Quando o dano moral fica configurado?
Não é qualquer contratempo que gera indenização por dano moral. O que os tribunais avaliam é se o transtorno ultrapassou o mero aborrecimento cotidiano e atingiu algo mais sensível, como a expectativa legítima criada em torno de um evento especial.
No caso de festas, especialmente casamentos e aniversários de crianças, esse limite costuma ser superado com facilidade. Os tribunais reconhecem que o cancelamento inesperado de uma festa de casamento causa angústia e apreensão que vão além do dissabor comum, considerando especialmente o planejamento antecipado e a expectativa emocional depositada no evento.
Da mesma forma, o cancelamento de serviços de buffet e decoração para cerimônias de casamento é reconhecido como gerador de dano moral in re ipsa, ou seja, presumido, sem necessidade de prova adicional do sofrimento, diante da importância que se atribui ao momento do matrimônio.
E se o cancelamento não foi total, mas o serviço foi prestado de forma muito abaixo do contratado?
A falha parcial também gera consequências. Se o cardápio prometido não foi entregue, se os itens foram trocados sem aviso ou se a qualidade foi muito inferior ao que estava no contrato, cabe ao consumidor pedir abatimento proporcional do preço, conforme o artigo 20, inciso III, do CDC. Em casos mais graves, com repercussão evidente para os convidados e para os anfitriões, o dano moral também pode ser reconhecido.

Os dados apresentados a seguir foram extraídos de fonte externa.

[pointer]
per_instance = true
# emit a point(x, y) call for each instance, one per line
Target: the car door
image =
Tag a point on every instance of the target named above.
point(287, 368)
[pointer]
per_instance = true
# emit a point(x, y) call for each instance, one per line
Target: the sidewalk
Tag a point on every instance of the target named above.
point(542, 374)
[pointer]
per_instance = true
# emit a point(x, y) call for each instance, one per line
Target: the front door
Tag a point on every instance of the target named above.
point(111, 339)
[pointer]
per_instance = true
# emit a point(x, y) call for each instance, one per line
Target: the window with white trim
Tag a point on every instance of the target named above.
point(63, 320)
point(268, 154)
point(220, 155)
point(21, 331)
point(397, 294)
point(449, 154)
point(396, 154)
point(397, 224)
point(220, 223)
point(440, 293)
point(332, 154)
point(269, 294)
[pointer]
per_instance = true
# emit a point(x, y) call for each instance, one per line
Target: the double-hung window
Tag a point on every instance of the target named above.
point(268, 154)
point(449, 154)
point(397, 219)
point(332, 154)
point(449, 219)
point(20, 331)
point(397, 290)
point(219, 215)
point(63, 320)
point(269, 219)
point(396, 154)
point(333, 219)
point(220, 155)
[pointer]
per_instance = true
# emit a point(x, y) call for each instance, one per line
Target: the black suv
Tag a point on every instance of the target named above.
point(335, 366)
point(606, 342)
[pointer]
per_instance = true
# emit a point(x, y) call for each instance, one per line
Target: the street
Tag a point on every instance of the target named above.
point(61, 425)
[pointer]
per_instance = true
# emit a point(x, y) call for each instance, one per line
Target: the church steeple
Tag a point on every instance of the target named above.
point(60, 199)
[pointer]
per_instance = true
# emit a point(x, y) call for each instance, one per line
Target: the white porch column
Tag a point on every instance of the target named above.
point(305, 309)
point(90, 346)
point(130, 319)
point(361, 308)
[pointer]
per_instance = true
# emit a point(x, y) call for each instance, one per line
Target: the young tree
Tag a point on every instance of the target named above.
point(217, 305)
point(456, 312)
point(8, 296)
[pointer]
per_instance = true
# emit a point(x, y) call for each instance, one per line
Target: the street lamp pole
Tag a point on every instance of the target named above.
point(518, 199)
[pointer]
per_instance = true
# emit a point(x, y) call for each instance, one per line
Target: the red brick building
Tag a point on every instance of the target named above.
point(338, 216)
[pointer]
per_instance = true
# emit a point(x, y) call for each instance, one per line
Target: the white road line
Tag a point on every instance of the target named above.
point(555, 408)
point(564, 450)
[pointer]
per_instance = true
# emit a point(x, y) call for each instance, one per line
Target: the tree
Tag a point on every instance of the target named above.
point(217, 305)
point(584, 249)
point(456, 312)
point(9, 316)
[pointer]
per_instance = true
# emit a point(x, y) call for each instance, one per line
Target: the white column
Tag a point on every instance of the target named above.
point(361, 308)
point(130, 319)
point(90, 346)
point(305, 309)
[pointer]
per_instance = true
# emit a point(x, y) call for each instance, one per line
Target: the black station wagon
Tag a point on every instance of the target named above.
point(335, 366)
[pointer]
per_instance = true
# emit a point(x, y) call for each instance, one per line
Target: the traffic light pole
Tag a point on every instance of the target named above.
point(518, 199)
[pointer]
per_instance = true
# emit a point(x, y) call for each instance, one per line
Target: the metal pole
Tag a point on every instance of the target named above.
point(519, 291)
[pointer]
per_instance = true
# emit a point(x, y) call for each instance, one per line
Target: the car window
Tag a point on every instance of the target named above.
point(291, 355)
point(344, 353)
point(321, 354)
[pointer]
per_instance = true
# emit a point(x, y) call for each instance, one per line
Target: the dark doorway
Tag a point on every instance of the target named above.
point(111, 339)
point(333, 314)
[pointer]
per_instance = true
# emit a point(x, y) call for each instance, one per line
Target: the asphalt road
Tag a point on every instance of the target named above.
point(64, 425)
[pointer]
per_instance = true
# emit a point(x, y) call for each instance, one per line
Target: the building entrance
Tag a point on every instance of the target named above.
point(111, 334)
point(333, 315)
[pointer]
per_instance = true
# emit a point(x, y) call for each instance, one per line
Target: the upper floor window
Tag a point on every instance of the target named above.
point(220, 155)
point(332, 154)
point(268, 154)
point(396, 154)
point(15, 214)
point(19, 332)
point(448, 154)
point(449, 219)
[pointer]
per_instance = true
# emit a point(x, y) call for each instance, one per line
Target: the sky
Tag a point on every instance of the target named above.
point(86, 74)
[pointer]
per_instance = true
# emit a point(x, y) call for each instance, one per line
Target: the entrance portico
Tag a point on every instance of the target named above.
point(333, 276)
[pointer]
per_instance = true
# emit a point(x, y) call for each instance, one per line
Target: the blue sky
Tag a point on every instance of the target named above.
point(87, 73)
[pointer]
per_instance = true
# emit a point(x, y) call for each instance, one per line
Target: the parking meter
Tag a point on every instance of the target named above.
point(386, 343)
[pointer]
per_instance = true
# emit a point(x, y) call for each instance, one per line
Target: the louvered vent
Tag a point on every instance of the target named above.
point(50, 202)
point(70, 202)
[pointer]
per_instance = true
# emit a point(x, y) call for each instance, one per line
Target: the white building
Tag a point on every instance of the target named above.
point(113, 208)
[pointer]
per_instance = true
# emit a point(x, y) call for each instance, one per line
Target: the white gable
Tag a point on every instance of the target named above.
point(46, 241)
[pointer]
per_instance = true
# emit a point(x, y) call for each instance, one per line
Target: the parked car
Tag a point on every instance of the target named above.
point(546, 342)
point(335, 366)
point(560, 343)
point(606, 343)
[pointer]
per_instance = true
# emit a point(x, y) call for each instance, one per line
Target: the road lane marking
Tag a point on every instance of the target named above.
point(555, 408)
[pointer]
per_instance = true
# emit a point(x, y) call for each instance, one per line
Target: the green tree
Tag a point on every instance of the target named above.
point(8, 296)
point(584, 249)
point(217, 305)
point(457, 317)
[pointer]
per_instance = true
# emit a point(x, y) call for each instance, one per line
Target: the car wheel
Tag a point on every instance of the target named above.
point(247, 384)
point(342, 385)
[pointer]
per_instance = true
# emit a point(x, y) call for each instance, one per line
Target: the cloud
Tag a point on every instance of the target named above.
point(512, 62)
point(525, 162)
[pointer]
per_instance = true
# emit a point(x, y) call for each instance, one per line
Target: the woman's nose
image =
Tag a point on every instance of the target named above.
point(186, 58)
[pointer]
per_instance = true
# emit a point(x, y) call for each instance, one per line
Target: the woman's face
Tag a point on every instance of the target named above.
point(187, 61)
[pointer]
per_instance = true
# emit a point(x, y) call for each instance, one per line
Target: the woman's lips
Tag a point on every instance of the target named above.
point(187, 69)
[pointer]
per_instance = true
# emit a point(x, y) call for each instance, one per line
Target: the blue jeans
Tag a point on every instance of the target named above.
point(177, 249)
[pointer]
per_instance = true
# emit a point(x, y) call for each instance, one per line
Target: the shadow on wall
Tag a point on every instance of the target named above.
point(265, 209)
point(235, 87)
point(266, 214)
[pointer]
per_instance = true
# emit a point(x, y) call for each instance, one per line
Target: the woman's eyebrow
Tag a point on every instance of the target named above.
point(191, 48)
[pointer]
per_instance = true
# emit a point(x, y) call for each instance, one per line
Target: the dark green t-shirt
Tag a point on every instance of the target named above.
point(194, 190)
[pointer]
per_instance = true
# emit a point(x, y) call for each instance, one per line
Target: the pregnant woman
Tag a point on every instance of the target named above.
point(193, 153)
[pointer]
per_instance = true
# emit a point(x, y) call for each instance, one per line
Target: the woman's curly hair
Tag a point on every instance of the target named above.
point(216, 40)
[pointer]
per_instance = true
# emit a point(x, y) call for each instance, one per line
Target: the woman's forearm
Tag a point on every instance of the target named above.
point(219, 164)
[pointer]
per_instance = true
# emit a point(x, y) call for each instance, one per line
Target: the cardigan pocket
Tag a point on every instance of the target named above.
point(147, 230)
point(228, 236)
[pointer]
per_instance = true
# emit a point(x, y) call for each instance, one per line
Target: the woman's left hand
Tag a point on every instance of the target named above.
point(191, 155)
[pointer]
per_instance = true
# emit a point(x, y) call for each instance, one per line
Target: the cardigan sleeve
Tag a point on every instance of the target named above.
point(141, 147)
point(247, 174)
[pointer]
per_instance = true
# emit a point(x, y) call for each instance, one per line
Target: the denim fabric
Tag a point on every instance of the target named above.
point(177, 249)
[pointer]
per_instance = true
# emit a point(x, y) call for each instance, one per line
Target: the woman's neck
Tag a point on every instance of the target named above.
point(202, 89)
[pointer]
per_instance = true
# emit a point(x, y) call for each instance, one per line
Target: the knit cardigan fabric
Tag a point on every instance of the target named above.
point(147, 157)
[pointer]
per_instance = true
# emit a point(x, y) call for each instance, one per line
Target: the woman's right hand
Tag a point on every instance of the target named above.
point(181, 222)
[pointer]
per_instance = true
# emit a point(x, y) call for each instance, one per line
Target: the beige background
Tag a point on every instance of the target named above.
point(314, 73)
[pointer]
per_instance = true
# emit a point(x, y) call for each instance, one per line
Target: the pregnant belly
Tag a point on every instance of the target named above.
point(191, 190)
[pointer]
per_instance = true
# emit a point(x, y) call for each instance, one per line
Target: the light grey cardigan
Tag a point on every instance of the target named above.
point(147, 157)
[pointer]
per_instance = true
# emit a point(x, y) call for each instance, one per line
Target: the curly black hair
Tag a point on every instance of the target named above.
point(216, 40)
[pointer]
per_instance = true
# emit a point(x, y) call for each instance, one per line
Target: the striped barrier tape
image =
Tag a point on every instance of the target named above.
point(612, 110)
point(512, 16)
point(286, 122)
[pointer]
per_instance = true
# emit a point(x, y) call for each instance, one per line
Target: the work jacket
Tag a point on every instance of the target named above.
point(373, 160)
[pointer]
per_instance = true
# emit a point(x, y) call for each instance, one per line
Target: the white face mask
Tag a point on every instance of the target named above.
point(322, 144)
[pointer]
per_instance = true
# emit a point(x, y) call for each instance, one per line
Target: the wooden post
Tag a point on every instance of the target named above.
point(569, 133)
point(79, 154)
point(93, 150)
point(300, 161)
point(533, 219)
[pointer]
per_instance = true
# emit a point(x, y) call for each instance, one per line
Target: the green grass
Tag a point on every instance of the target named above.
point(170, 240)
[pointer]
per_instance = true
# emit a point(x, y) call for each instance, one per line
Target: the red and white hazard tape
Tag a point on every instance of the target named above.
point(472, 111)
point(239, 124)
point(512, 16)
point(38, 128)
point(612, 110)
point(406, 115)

O que fazer quando isso acontece?
O primeiro passo é documentar tudo. Guarde o contrato, os comprovantes de pagamento, as mensagens trocadas com a empresa e qualquer comunicado de cancelamento. Se possível, registre depoimentos de testemunhas ou prints das redes sociais da empresa, que em alguns casos anunciam o encerramento das atividades antes de avisar os clientes.
Com essa documentação, é possível ingressar com ação pedindo a devolução de todos os valores pagos, multa contratual pelo descumprimento, ressarcimento de gastos extras que você teve para resolver o problema de última hora e indenização por danos morais.
Vale a pena buscar a Justiça?
Sim. O Juizado Especial Cível é o caminho mais ágil e acessível para esses casos, sem necessidade de advogado para causas de até 20 salários mínimos, embora a presença de um profissional aumente consideravelmente as chances de uma condenação justa e completa.